Dans la concession où habite Cédric M., père de famille de huit personnes, l’eau est une denrée rare. Il vit dans un carré du quartier Moursal, dans le 6ème arrondissement de la commune de N’Djaména. Pour avoir suffisamment d’eau, il prévoit 1000 francs chaque jour, pendant cette période de canicule. Ainsi, chaque mois, il dépense 30.000 francs CFA, rien que pour la consommation d’eau pour sa famille.
Vivant dans une maison en location, Cédric n’est pas le seul père de famille à manquer d’eau potable dans cette concession. Quatre autres familles, en plus du propriétaire de la concession et les siens peinent à installer le robinet de la Société tchadienne des eaux (Ste), faute de moyen. Les familles vivant dans cette concession dépensent d’importantes sommes d’argent pour s’approvisionner en eau potable. A défaut d’argent, elles dépendent des robinets ou des forages des voisins. Dans ce carré, aucun don de forage d’un particulier ou d’un quelconque organisme de bienfaisance n’est fait, comme c’est le cas dans d’autres carrés et quartiers pour faciliter l’accès de l’eau à la population. Nombreuses sont ces familles qui comblent leur besoin en eau grâce à la solidarité de leurs voisins.

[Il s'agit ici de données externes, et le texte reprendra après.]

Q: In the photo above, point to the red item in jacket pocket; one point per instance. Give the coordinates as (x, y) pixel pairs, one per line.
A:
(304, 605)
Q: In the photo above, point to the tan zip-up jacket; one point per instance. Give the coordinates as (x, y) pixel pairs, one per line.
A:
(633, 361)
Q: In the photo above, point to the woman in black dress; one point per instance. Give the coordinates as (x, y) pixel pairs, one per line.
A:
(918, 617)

Mais en cette période de canicule et dans ce contexte de crise sanitaire dû à la pandémie de Covid-19, il est évident que la consommation d’eau augmente. Un calvaire se vit dans ces familles, en pleine capitale, qui manquent d’eau potable. Pour des familles où l’accès à l’eau est un chemin de croix, se laver les mains régulièrement comme une des mesures de prévention contre la maladie à coronavirus, est hors de leur portée, explique Cédric M. Dans ce bloc, des enfants courent le risque d’être renversés par des automobilistes en traversant, sous un soleil ardent, la grande voie pour rechercher de l’eau, de l’autre côté. Dans certains quartiers tels que Paris-Congo, Ridina, Ardep-djoumal, Amriguebé, Chagoua, Dembé Abena et bien d’autres, l’accès à l’eau demeure toujours difficile. Dans ces arrondissements, beaucoup de familles manquent de robinet de la Ste. De rares hommes politiques (députés) ont doté leurs voisinages de forage. L’un d’eux a fait un don de forage devant le domicile d’un chef de carré au quartier Moursal. Cet unique forage soulage les habitants du carré composés en grande partie des démunis.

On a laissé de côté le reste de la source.